When technology is used properly, students get the best of both worlds. They get content that is vibrant, current, and taught by experts in the subjects they are learning, while experiencing the engaging and accessible learning experience that technology has the ability to offer.

Faculty under strain

Current model is cheaper for colleges – but more work for faculty

Offering courses entirely online, or with a portion of instructional hours assigned as self-directed online learning, may be cheaper for the college, but that certainly doesn’t translate to a lower workload. If anything, the way the shift to online learning is being implemented is creating additional workload strains for faculty.

The reality is that classes designed for face-to-face delivery don’t translate directly to an online model. The time needed to develop and provide an engaging learning environment for a scattered group of students, no small feat, is simply not covered by the existing workload model, which is based on traditional in-class learning.

Even the time required for something as simple as addressing student questions can be multiplied several times over when comparing responding to dozens of individual emails rather than answering an in-class question for the whole class to hear.

To make online learning a success, we need to properly recognize and compensate the time required for faculty members to be active participants in the development, evolution, and implementation of online courses. This initial investment will ensure the continued quality of the course content, as well as making sure that students get the support they need from experts in the subject matter.

What do students think?

While colleges are moving ahead rapidly in the expansion of online and blended courses, recent research suggests that students are less keen on online learning, at least in its current form. In fact, in one recent survey, more than 82 per cent of Mohawk College business students reported disliking videos replacing face-to-face learning.

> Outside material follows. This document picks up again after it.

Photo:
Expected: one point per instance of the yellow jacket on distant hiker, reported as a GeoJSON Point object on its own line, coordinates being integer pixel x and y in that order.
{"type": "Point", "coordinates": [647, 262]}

82% of students dislike videos replacing face-to-face learning

Their concern wasn’t for the technical quality of the videos either. While most found the videos to be of acceptable quality on a technical level, nearly two-thirds (60 per cent) found them weak when it came to pedagogy. Students are also concerned about losing the relationships they value with faculty, which they see as important to their future success.

"I had one of my professors reach out to me on LinkedIn after I graduated, and actually last week the program coordinator reached out to me with a job opportunity.”
– Recently-graduated student

The findings at Mohawk, and the statements made by students, show that students know that online courses can’t on their own replace the benefits provided by faculty. If students are to succeed in online courses, they can’t simply be canned recordings of slides and lectures. Instead, online courses need to be designed with care, being aware of both the limits and the possibilities of online technology.

A transfer of public dollars to private pockets

The growing ties between colleges and corporate publishers are raising serious concerns about the colleges’ treatment of the intellectual property of faculty. They are also causing a growing number of observers to question whether online learning offers any real savings at all in the longer term.

It’s true that colleges are obtaining short-term revenue from the sale of course materials, video lectures, and class slides to corporate publishers, in what amounts to an outright theft of faculty members’ work. Meanwhile, publishers are assembling the purchased content into ready-made courses and selling the packaged content back to colleges, where it can be taught by less-qualified tutors, rather than faculty.

But the high cost of online courses is raising flags about how much money this model truly saves. Recent research suggests that, once the cost of the courses is considered, online learning may be more about a transfer of public resources to the pockets of private corporations and college management, rather than any significant cost reduction.